Williamson, who sells herbal products and teaches herbal practices through her business From the Forest in McCall, says that Idaho has a few of its own native dandelion species with nutritional properties similar to their European cousin. Those natives are not, however, as prolific or as early sprouting as Taraxacum officinale and therefore not as well timed to scurvy season.
She says that early American settlers knew all about the health benefits of dandelions but also how to moderate the leaves' inherent bitterness.
"The pioneers would, in the autumn, go out with old feed sacks or whatever they had on hand, and they would cover their dandelions," she said. "Then as soon as the snow melted back enough in spring so they could pull back that covering, that's how they harvested them."
Shielding the tender young plants from sunlight kept the leaves from becoming bitter--and today, putting a bucket over a dandelion plant for several days will also moderate its harsh bite (which gets even harsher once the plant blooms).
Dandelions were so popular in 19th century America that they were sold in seed catalogues. Dandelion flowers were even exhibited in flower shows under names like "French Large-leaved" and "American Improved Dandelion." Thoreau, of course, admired dandelions.
Only the early 20th century popularization of the American lawn caused the dandelion to fall out of favor. In a big way. We now spend billions of dollars annually on lawn care, a good chunk of which is devoted in a futile fight to pull and poison this savior-of-our scurvy-plagued-ancestors out of existence.

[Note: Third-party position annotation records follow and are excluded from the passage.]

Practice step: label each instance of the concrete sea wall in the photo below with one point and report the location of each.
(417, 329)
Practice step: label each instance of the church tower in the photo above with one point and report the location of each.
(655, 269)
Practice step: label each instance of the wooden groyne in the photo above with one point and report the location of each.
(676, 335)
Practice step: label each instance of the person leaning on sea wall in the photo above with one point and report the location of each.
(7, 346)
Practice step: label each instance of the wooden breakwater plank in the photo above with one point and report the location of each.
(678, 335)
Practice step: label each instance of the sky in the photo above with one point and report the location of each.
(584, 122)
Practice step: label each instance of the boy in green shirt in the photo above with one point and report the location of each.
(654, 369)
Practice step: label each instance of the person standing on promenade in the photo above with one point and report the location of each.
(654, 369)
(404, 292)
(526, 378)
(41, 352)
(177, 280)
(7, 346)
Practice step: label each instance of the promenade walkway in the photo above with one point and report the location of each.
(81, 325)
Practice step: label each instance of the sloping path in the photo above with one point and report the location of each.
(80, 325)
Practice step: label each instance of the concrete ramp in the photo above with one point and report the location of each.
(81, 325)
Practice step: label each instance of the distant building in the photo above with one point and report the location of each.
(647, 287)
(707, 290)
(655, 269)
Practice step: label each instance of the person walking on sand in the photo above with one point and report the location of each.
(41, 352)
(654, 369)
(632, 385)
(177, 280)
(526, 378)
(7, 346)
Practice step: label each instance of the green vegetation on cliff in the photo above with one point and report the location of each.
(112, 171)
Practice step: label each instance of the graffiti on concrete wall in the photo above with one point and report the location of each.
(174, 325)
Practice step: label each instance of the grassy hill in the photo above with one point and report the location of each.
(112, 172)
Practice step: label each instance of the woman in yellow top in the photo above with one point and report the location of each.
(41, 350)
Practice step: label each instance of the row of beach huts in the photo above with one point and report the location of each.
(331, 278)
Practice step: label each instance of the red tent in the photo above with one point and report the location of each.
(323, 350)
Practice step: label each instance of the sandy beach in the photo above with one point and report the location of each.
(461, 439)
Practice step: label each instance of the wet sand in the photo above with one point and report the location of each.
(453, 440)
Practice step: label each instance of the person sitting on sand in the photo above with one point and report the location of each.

Futile because a dandelion's tap root can drill to a depth of 15 feet and its seeds can soar high into the jet stream. That makes dandelions notoriously tenacious. Rather than waging chemical warfare, Williamson suggests dispatching them in the kitchen.
"They're a very smart plant," she says. "They're a people-friendly plant. Dandelions, it doesn't matter what you do to them, they're still smiling at you the next year. If we just would use them as they were originally intended to be used, I think we would develop a much better appreciation of them."
There are plenty of websites, articles and at least one book available to help you learn to appreciate dandelions. They'll teach you to love a good dandelion salad, make soothing dandelion tea, turn those golden flowers into dandelion wine and maybe even prep you for the National Dandelion Cook-off set for the first Saturday in May in Dover, Ohio.
And just in case you don't have enough dandelions already, Williamson sells seed.